C'è poi un'ultima categoria di oppositori, se volete la peggiore: ci sono colleghi che sono convinti di essere in vacanza o che, in maniera pretestuosa, hanno stabilito che a) loro non devono adoperare il digitale, cioè possono non conoscere quello che ormai è uno degli strumenti del loro lavoro, come se un chirurgo potesse permettersi di dire che lui non adopera i nuovi protocolli perché quelli di venti anni fa a lui piacciono di più, e b) neanche gli altri devono adoperare i nuovi strumenti perché altrimenti loro sfigurano.
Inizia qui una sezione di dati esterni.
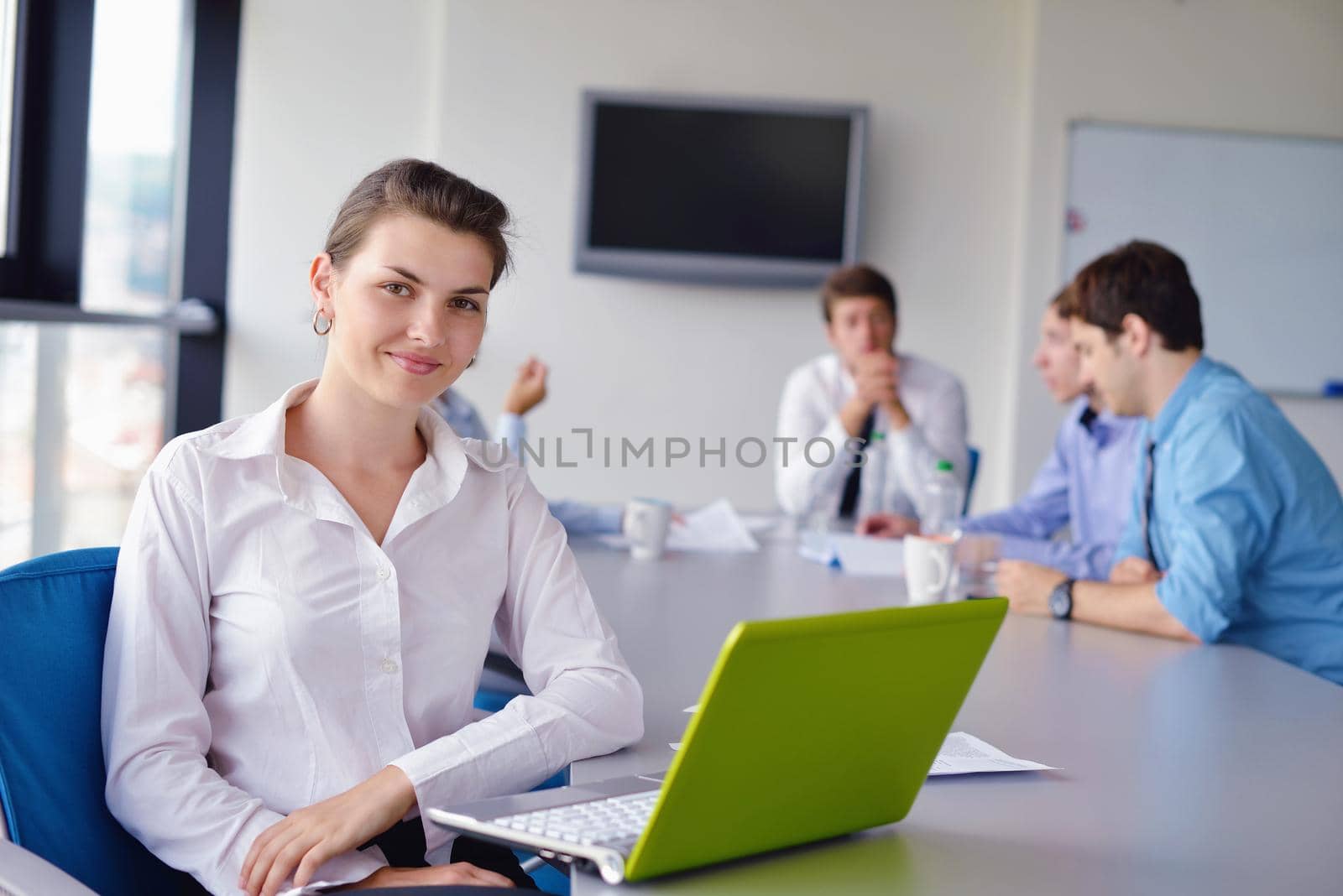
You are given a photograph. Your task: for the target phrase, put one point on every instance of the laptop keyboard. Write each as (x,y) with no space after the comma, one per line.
(617,821)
Però adoperare correttamente gli ambienti di apprendimento virtuali razionalizzerebbe questa fase in cui tutti stiamo procedendo più o meno a casaccio. Vi faccio un esempio: ho sentito gli alunni della classe di cui sono coordinatore e tutti mi riferiscono la stessa cosa, ovvero che tutti i docenti del Consiglio di classe, presi dall'ansia della didattica a distanza, gli hanno caricato bordate di compiti e attività sul registro elettronico, senza scadenze chiare, senza pensare che, se fossimo in una situazione normale, quelle attività sarebbero cadenzate in maniera diversa anche tenendo a mente che quella classe non studia una materia, bensì tredici. E ovviamente il problema vale anche per i docenti, perché stiamo correggendo quintali di compiti, fatti male perché i nativi digitali sono anche analfabeti digitali, con scarsa possibilità di feedback formativo. Queste cose gestite correttamente con gli ambienti di apprendimento virtuali, e in maniera collegiale, funzionano. Andando in ordine sparso, o addirittura come fanno altri, rifiutandosi, no.